Mas nós esquecemos algo da história do cinema brasileiro e latino-americano: a falta de recursos não pode ser desculpa para filmes menores, e nossa estética está ligada a isso. O cinema brasileiro vive um momento de aburguesamento dos meios de produção. Como se justifica usar R$2 milhões ou R$3 milhões para fazer um filme dentro de um apartamento? Não estou dizendo que não precisa ter dinheiro, mas é necessário rever esses valores. Será que é normal, em um país onde 80% das pessoas vivem em estado de pobreza, pegar R$3 milhões do dinheiro público para filmar dentro de um apartamento? Não estou dizendo que há desvios, nem nada do tipo. Mas é preciso rever esses valores.

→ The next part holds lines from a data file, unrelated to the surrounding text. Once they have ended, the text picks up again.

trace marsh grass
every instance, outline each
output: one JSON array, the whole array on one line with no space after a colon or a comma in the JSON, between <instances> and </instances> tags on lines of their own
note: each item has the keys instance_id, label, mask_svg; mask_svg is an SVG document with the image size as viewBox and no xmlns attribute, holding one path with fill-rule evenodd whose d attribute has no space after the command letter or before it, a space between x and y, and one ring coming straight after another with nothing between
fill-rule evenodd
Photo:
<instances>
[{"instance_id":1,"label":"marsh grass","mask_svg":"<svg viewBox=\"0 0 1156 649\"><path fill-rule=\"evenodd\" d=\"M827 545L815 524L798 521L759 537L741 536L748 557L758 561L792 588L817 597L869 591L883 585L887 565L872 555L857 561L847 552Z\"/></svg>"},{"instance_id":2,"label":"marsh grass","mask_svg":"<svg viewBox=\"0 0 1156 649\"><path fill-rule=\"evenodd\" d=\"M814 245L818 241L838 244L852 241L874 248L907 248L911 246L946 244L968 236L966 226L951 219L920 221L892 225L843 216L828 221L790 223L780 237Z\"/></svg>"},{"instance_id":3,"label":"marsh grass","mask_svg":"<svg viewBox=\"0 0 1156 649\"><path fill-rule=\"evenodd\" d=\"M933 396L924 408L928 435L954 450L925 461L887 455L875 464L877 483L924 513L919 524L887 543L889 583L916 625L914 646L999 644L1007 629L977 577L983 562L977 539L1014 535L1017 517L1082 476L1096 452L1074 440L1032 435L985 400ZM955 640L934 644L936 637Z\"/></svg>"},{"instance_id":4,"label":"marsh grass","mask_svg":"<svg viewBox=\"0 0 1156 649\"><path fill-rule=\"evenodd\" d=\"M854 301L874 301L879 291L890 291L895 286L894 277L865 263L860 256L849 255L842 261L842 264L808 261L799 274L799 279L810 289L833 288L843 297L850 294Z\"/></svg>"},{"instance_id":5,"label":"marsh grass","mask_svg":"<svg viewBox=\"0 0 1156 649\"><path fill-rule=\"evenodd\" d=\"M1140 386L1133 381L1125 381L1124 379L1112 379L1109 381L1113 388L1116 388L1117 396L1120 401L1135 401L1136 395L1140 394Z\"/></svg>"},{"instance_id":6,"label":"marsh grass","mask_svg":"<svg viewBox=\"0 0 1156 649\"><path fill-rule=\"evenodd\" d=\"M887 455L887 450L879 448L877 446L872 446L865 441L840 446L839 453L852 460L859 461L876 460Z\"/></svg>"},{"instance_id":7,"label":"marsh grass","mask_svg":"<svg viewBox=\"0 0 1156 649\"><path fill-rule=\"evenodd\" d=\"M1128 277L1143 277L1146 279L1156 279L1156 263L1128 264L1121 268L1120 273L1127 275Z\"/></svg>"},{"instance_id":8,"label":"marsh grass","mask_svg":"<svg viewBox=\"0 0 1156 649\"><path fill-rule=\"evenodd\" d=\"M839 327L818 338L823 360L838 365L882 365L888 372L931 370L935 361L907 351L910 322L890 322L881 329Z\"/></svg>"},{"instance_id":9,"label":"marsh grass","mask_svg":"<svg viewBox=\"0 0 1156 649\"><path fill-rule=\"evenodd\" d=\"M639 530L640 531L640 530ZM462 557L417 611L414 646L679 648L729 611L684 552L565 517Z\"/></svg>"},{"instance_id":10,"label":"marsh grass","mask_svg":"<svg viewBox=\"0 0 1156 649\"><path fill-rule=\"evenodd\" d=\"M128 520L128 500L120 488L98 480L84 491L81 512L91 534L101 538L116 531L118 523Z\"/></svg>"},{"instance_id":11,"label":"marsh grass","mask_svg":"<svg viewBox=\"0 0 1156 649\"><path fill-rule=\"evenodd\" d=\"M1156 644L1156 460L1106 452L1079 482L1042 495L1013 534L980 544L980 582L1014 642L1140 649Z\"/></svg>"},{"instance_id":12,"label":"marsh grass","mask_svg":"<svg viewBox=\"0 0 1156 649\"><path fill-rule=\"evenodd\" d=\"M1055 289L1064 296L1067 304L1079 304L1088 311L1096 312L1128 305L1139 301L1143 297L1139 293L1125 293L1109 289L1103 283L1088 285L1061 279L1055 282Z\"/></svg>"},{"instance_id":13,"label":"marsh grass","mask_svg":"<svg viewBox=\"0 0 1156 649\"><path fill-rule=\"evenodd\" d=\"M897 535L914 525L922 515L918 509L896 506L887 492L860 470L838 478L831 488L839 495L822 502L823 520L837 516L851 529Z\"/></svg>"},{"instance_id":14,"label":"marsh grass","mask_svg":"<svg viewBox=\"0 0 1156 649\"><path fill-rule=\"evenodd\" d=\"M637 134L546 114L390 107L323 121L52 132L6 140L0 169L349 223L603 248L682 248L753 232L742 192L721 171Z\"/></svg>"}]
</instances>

O filme tem uma pobreza técnica que eu não escondo. Estou muito mais interessado na verossimilhança do que na dramaturgia impregnada pelo inconsciente do audiovisual televisivo, com o ator técnico que interpreta para convencer. O Jean-Claude não é ator nos moldes convencionais. Ele me disse: “Não sou um ator, sou um performer”, e aí pensei que o performer seria um bailarino. Não queria que ele atuasse, mas dançasse para a câmera.
Cristiano Burlan: Fui a Estocolmo no ano passado para estudar a relação de Bergman com o teatro. Em Fanny e Alexander, ele passou quatro horas dirigindo doze atores. Mas não dirigindo: coreografando. Em nenhum momento ele fala de objetivas, de preparador de elenco, nada disso. É uma relação entre a lente e o objeto, o corpo a ser filmado dentro de um espaço fílmico. É um desejo de fazer as coisas de maneira diferente, não para ser original.
Entendo o que você fala sobre o real, o artifício, mas as coisas não são tão mecânicas. Para mim, é mais simples: estou filmando um bailarino, com uma coreografia, e a minha câmera o segue. Dá para perceber quando a câmera é orgânica, ou quando ela é estetizada, com o plano se impondo à cena. Isso é o devaneio e a vaidade do diretor.
O que eu aprendi, a partir do documentário Mataram Meu Irmão, foi esquecer o que aprendi na faculdade de cinema, para abandonar minhas vaidades estéticas. Mas dá para sofrer no cinema: você passa de um 5.1, em Cinemascope, e vai para um formato menor... Eu queria fazer algo mais perfeito tecnicamente, mas não posso sofrer, porque sei que o que é ruim e não funciona está presente, mas o que funciona é potente. É humano. Isso é difícil de conseguir, e independe do dinheiro, da experiência.